There was a time when the ability for young workers to access well-managed private rooms was taken for granted, part of the culture and referred to in the literature of the day:

“There is a furnished little set of rooms in the Adelphi, Trot, which ought to suit you to a marvel…

… to be let furnished, with a view of the river, a singularly desirable, and compact set of chambers, forming a genteel residence for a young gentleman with immediate possession. Terms moderate, and could be taken for a month only, if required.” Charles Dickens, David Copperfield, 1850.

Of course, in building the Adelphi, the Adam brothers faced many of the difficulties being confronted by today’s entrepreneurs seeking to build for rent. But for sure, in the last 50 years, political hostility to the private rented sector has systematically undone the work they started in the late eighteenth century.

What I did not fully understand in the summer of 2008 was that just about every cog in the mechanism of private rented housing development had been systematically removed:

  • Among institutional investors in the UK there was no recognised investment class to put money into
  • The were almost no ‘investment grade’ management companies in the UK capable of guaranteeing investors a return for their equity
  • There were no branded rental companies for renters to chose from - I coined ‘Easylet’, calling for the Stelios of private rent to come forward
  • There were and are no design standards suited to PRS businesses, which work in some respects much as hotels do
  • The planning system did and does not properly acknowledge the part played by PRS and there is no suitable use class for it
  • By comparison with the United States there were no recognised building typologies suited to PRS business needs.

We have made much progress since and it looks as though we may be on the brink of some significant new developments at last. There has been government support following the Montague Review, especially from the GLA with the PRS Covenant and DCLG with the oversubscribed PRS fund.

But after the havoc that has been wreaked on the sector by politicians, I stand by the appeal in HTA’s ‘LetsBuildtoLet’ blog that politicians need to do more to repair the damage. The leading spokesmen from both sides still give the impression of being too hamstrung by their respective political legacies to really give PRS the support it needs if we are ever going to see it emerge at any scale.
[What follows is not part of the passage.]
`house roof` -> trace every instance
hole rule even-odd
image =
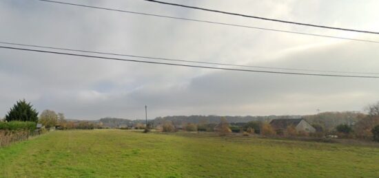
[[[303,119],[276,119],[270,122],[270,125],[276,129],[285,129],[289,126],[296,126]]]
Jack Dromey comes across as being hobbled by the left who still call for rent controls that would stop the whole movement dead in its tracks and kill new supply at one fell swoop. Mark Prisk belongs to a party that dare not depart from its Thatcherite dream of a property owning democracy and given the choice would rather risk a housing bubble.

Both should get closer to the young voters who want nothing less than to risk their savings in a nightmare of negative equity, and nothing more than to live independent economic lives in affordable high quality accommodation; like Holmes and Watson:

“We met next day as he had arranged, and inspected the rooms at No. 221B, Baker Street, of which he had spoken at our meeting. They consisted of a couple of comfortable bed-rooms and a single large airy sitting-room, cheerfully furnished, and illuminated by two broad windows.” Arthur Conan Doyle, A Study in Scarlet, 1887.